Because testing asymmetry under the assumption of skew Student’s
t distribution led to contradictory conclusions, some ARCH terms were found statistically insignificant and the value of the Kullback–Leibler distance was mostly greater when assuming skew Student’s
t distribution or GHD, we conclude that SGED is more appropriate for modeling the volatility of our price data. According to [
46], correct modelling of price volatility is important for building accurate pricing models, for forecasting future price volatility, and for enriching our understanding of the broader financial markets, the energy industry, and the overall economy.
SGED could be used in more complex volatility models, too. In some cases complicating a volatility model may become unnecessary if one assumes a flexible distribution capturing such features as asymmetry, heavy tails, or a higher peak than in normal distribution. Correctly estimated volatility models can reliably be used for policy analysis or forecast.
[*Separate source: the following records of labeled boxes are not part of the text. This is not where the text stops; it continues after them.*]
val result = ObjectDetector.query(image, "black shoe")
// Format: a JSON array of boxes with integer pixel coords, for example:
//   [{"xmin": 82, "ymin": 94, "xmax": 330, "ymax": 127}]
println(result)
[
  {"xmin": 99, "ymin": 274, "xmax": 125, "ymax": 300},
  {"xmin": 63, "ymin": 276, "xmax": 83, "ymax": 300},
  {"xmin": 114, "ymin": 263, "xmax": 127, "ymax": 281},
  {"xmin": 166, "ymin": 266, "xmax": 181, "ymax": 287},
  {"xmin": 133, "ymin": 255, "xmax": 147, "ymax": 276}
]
Our volatility model includes a vector of explanatory variables. This vector can be generalized to include market shares of firms, renewable energy sources, fuel prices, or other variables, when analyzing current energy markets. In most cases, this adaptation however would depend on the availability and completeness of data.
Interestingly, we find that conclusions based on summary statistics and estimated volatility model are not qualitatively the same. Based on summary statistics one would conclude that the second series of divestments was more successful than price-cap regulation because both price level and variance are lower. However, based on the estimated volatility model, we find that compared to price-cap regulation, the price level is higher after the second series of divestments, although the difference between coefficient estimates is not large (0.0435 versus 0.04). We also find that the second series of divestments was more successful than the first series at reducing the price level and volatility. Therefore, we conclude that divestment series might be preferred because they may allow reducing the influence of big companies, improving competition, and avoiding monitoring costs arising under price-cap regulation.
Demand weighted average prices have not been analyzed much in the literature probably due to limitations of data on demand. We believe that distinguishing between arithmetic and weighted averages is important because the former assumes the same weight regardless of demand or traded volumes in various trading periods over days. Our results and conclusions could be of interest to regulators and investors in markets, which were formed based on the original model of the England and Wales electricity market.